Comment: One of the first responsibilities of a board is to act in a fiduciary capacity. This board foolishly risked their non-profit's funds for 24% interest on a 90 day loan. Rule # 1: "If it's too good to be true ... it's true good to be true!" Boy they walked right into that didn't they!
Rich returns give way to panic and fear
One small Twin Cities nonprofit say it earned as much as 24 percent on 90-day loans that Petters Co. Inc. said were used to buy and resell electronics goods.
Then last week, federal authorities raided Petters' company, his home and several other locations. In court documents, the government describes a scheme that may have bilked investors out of as much as $2 billion.
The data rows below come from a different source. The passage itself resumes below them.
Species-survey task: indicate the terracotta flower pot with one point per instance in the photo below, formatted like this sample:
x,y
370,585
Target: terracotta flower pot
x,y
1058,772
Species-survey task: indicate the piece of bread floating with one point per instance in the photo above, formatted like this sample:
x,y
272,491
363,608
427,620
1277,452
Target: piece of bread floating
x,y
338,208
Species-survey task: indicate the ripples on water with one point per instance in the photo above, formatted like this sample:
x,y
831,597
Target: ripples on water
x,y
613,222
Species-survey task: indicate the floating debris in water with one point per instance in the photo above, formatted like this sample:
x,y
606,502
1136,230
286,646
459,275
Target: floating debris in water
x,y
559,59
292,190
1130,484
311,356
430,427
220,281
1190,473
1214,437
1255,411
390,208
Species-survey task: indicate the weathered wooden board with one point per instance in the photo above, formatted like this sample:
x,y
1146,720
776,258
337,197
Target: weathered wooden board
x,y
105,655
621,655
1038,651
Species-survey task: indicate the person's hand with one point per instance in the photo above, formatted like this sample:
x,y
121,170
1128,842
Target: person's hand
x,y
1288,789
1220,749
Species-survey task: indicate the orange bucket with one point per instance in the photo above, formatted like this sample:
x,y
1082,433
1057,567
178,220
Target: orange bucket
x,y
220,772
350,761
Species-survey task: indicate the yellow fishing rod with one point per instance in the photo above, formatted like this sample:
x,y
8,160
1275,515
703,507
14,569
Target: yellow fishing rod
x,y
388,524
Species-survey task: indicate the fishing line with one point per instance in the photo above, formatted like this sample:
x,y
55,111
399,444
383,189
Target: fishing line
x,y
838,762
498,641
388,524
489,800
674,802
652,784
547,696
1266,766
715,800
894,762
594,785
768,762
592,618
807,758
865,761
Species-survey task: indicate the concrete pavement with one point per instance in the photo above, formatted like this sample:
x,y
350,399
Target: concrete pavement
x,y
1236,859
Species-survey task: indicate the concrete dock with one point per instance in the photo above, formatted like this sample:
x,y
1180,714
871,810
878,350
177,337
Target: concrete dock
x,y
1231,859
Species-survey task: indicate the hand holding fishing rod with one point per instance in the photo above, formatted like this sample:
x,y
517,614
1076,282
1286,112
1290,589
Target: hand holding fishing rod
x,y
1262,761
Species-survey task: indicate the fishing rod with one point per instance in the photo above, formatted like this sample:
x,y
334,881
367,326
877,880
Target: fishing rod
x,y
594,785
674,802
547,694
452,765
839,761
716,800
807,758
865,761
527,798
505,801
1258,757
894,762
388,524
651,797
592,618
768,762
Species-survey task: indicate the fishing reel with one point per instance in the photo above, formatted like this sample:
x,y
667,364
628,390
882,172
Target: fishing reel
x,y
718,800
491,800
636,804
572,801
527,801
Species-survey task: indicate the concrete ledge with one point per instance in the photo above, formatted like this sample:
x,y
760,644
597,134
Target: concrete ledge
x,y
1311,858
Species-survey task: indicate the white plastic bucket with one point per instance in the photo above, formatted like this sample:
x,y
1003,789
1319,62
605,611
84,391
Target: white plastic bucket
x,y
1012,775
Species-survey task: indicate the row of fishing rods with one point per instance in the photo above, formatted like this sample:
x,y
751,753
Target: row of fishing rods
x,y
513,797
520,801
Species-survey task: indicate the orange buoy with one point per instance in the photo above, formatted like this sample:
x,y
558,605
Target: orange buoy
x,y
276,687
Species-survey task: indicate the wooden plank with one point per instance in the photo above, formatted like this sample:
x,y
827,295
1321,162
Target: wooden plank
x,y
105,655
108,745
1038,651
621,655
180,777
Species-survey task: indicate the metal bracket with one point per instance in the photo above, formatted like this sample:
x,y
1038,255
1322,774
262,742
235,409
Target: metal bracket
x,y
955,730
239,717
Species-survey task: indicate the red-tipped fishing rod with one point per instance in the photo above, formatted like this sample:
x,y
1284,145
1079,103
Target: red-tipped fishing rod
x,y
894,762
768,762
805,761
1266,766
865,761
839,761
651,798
On Tuesday, the government charged one of the people identified as a participant in the scheme.
Two of the investors named in court papers, the Fidelis Foundation and Minnesota Teen Challenge, say they first noticed signs of trouble late last year, when Petters Co. asked to extend their loans to as long as six months. Now they are worried that they may not get any of their money back, a potentially devastating blow for the organizations.
Fidelis Foundation of Minneapolis holds $27.6 million in Petters Co. notes that may ultimately be worthless. Among them are five notes for $5.7 million to Teen Challenge, a nonprofit program that Petters personally supported.
"We are overwhelmed, shocked and saddened," said Joe Smith, president of Fidelis.
Fidelis is a public charity that also serves as an investment agent for other public charities and nonprofits, including Teen Challenge.